4. Higher Education and Research. Disruptive change is headed for the university system. Lets accept that fact first. What those changes will look like it is very hard to say. That is the nature of disruptive innovation - technology change may have particular trajectories but their implementation is getting harder to predict. First, agree that change will happen and that what works today will probably not withstand the entrepreneurs of the next 15 years unchanged. That said, it is a massive system, with massive invested capital human and physical, with inherent location advantages so I am not saying it will all come crashing down. But we need to bring change conversations in from the fringe and begin to debate  the future.

5. Reboot thinking on commercialisation. Commercialisation as currently typically defined is the transfer of knowledge (not people) from the universities to business. Our metrics are abysmal on proving or disproving this. So my point is simply takes a different approach. If commercialisation is such a problem is so many countries and has been for so many years then maybe its the concept that is bust. Put differently, if the treatment does not work there are two choices - the treatment is wrong or the diagnosis is wrong. I have been thinking for a number of years it is the latter and we are actually do the patient harm.

6. Embrace the role of failure. Failure is fundamental to learning and creativity. let us embrace it, so long as it leads to learning. Failure or knowing what does not work can be as big competitive advantage as knowing what does work.
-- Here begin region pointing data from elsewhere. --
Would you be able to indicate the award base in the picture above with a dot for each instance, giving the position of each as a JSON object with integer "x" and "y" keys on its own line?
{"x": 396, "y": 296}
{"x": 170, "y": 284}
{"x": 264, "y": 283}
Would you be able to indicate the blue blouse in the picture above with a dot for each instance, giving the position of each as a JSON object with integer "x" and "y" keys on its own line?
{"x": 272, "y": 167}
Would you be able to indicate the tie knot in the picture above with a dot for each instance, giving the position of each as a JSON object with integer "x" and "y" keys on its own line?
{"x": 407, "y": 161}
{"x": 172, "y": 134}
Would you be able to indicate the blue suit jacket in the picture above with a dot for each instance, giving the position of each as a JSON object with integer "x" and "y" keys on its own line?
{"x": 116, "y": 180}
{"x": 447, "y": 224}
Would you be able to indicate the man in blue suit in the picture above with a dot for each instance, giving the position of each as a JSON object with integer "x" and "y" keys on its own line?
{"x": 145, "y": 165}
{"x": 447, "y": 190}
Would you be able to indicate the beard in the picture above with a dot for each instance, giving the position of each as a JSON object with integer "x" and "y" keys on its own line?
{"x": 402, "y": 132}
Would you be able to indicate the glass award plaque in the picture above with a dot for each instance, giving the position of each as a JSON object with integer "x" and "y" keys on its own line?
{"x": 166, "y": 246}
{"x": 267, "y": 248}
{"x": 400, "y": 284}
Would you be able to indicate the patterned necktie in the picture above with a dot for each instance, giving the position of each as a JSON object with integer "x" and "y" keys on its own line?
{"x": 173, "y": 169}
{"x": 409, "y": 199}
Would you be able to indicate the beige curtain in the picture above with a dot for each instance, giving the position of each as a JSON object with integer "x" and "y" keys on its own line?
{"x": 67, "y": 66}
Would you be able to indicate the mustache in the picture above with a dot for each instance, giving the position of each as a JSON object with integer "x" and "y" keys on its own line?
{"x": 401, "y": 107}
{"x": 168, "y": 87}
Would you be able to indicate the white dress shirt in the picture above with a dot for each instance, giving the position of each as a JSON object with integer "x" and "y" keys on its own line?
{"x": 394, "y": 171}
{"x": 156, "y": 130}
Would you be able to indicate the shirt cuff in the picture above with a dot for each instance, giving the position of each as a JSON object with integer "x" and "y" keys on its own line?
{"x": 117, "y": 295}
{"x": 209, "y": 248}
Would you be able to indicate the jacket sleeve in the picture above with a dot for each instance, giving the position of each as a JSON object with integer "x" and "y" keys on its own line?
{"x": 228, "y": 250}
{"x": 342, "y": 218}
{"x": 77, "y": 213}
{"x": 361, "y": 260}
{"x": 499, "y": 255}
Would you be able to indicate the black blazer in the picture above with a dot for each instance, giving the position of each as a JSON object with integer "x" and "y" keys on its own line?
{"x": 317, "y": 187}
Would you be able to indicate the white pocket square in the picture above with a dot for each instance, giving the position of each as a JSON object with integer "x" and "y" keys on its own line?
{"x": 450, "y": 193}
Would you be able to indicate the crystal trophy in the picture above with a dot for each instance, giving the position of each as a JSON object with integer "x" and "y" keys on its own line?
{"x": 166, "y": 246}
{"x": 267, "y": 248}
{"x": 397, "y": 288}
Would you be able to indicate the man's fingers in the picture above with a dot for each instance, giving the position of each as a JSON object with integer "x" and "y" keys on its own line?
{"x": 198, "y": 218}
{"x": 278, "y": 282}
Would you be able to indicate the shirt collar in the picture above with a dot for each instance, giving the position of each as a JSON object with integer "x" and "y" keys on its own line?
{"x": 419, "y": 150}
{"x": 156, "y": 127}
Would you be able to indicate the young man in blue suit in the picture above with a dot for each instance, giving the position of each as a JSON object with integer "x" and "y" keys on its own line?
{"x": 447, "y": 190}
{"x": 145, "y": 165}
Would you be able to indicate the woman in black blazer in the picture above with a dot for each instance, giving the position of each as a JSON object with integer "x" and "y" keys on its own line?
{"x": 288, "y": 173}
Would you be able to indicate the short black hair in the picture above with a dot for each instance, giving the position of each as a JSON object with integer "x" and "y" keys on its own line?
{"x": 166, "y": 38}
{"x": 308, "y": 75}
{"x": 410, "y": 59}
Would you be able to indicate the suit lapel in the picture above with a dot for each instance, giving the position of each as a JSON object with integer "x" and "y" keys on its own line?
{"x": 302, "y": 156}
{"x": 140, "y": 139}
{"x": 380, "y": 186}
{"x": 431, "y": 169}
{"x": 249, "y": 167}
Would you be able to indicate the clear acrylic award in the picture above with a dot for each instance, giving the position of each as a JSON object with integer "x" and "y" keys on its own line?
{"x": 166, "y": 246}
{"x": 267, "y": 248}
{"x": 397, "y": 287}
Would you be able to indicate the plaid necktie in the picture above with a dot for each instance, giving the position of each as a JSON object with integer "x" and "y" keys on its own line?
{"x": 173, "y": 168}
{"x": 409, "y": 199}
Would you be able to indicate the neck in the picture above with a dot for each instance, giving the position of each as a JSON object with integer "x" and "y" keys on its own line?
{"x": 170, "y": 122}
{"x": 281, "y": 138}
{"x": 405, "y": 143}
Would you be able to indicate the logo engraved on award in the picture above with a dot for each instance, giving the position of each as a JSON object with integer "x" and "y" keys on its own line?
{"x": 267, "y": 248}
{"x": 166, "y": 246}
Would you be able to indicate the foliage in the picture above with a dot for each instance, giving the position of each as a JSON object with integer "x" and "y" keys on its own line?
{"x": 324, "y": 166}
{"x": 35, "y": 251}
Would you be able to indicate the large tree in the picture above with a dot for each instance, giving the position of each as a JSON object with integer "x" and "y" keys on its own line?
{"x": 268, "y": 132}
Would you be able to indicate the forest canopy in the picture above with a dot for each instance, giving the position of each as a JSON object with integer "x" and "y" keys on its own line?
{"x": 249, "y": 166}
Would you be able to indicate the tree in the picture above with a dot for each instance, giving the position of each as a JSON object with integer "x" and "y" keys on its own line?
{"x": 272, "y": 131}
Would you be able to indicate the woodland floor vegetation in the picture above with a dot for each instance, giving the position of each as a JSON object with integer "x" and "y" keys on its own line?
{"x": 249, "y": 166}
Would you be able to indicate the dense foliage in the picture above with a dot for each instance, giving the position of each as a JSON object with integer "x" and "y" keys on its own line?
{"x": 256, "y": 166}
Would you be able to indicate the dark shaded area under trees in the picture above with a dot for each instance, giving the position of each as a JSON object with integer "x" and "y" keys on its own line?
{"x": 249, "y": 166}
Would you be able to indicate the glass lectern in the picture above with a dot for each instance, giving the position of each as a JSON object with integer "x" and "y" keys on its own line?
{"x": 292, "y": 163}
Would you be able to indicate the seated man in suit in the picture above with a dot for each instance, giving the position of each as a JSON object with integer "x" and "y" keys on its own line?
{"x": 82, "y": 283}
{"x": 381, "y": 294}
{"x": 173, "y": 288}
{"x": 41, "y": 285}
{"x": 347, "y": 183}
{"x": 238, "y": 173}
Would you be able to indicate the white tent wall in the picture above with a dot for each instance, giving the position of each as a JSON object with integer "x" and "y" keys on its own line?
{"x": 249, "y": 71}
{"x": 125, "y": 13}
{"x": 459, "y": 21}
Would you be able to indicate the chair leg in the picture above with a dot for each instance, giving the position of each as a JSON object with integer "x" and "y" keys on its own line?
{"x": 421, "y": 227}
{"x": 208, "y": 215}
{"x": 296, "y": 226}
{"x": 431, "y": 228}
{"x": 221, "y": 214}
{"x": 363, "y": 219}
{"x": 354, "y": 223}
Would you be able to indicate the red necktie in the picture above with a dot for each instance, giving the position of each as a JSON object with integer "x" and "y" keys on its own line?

Can we work on incorporating failure into our schools and higher education more.

7. Macro-innonomics. The global financial crises has not abated yet, and this should give everyone in the innovation game pause to think. Old style economics of interest rates, savings, consumption and boring things like regulation still matter. How can we better integrate new thinking on innovation, with old economics alongside new imperatives such as sustainability. Such Macro-innonomics would be very useful for policy makers.